Ahmed built a system that sends API requests to these endpoints, parses the JSON response, and outputs the results to a CSV file. Our tool allows organizers to input CFC IDs and automatically retrieve FIDE IDs, correct player names, fetch official CFC ratings (both quick and regular), and generate comprehensive player lists. What used to take 2+ hours for 250 players now completes in under a minute.

A key feature is membership validation—the system checks each player’s CFC expiry date against the tournament date to identify players whose memberships will expire before the event.

The Web App #

I deployed the application to a website so organizers don’t need to install Python locally. Users simply upload a CSV file and download the processed results. Using Racknerd for hosting keeps infrastructure costs minimal. The Web App is deployed on an NGINX Web Server running on Racknerd with a subdomain from chesstools.org, my collection of free chess tools. The Web App runs NextJS and has a simple Dockerized process management for generating the CSV reports.

We built the web interface primarily for club executives who lack programming experience or can’t set up Python environments. Our goal is to make the tool completely client-side (except for CFC API requests) to avoid storing user data on our servers.

Future Improvements #

Several areas are areas for future refinement:

  • Accurate membership verification for unrated players
  • Handling edge cases with newly created memberships
  • Cross-referencing FIDE and CFC ratings for consistency
  • Including info on when the data refreshes (currently updated every Friday morning)
The output generated from the sample csv uploaded

Impact #

This project eliminates hours of manual work per tournament. Instead of spending entire days manually verifying CFC IDs, ratings, and sections, organizers can generate accurate lists in minutes. This time savings allows focus on other critical tournament preparation tasks. A large amount of focus in my opinion can be then allocated to solving some of the other issues in chess such as spectator engagement, community building, and player retention.
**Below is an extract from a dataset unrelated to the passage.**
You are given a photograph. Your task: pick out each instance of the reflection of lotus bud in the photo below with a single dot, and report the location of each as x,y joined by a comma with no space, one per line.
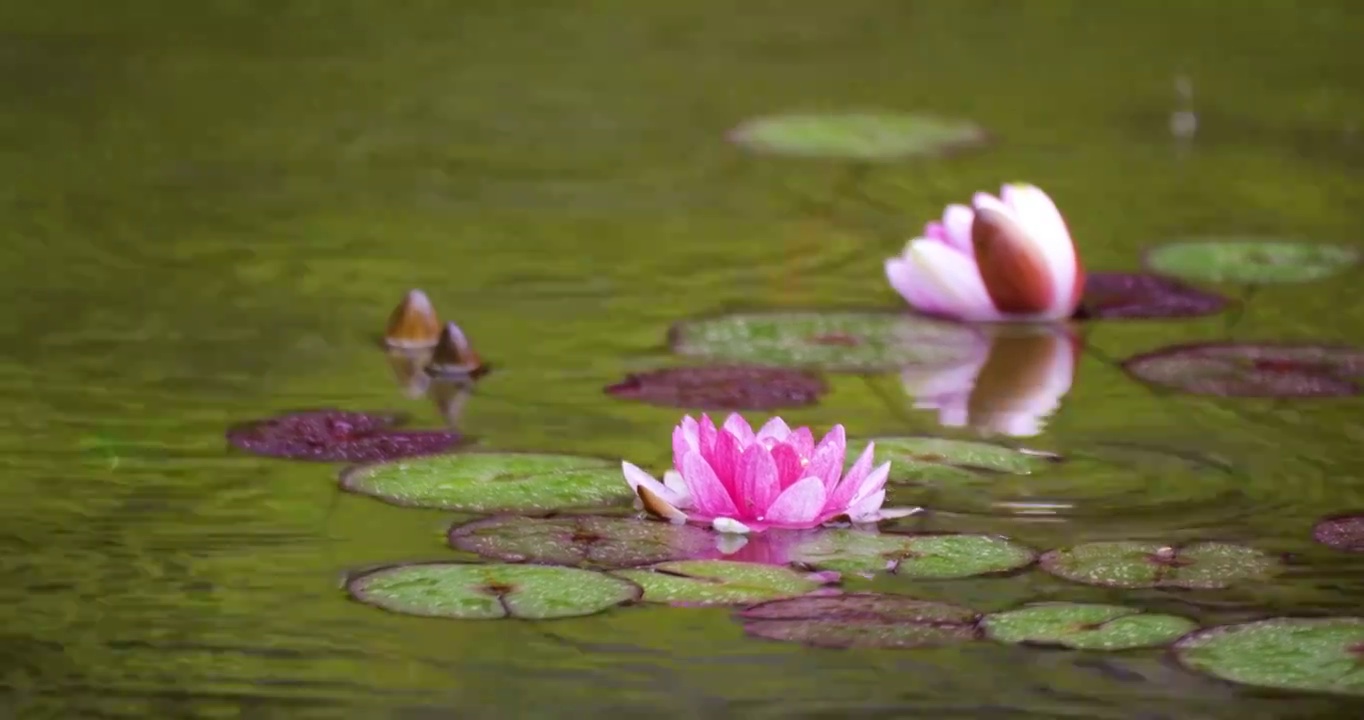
454,357
413,323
For our club, this represented a shift from 10+ hours monthly on data entry to 5 minutes per event—enabling us to run more frequent, higher-quality tournaments.

Conclusion #

Our ratings processor demonstrates how simple automation can transform manual workflows. By leveraging the CFC’s public API, we’ve created a tool that benefits chess organizers across Canada.

This project sparked my interest in efficiency and automation, showing how targeted solutions can significantly improve operational workflows. The tool continues to support Hart House Chess Club events and is available for organizers nationwide.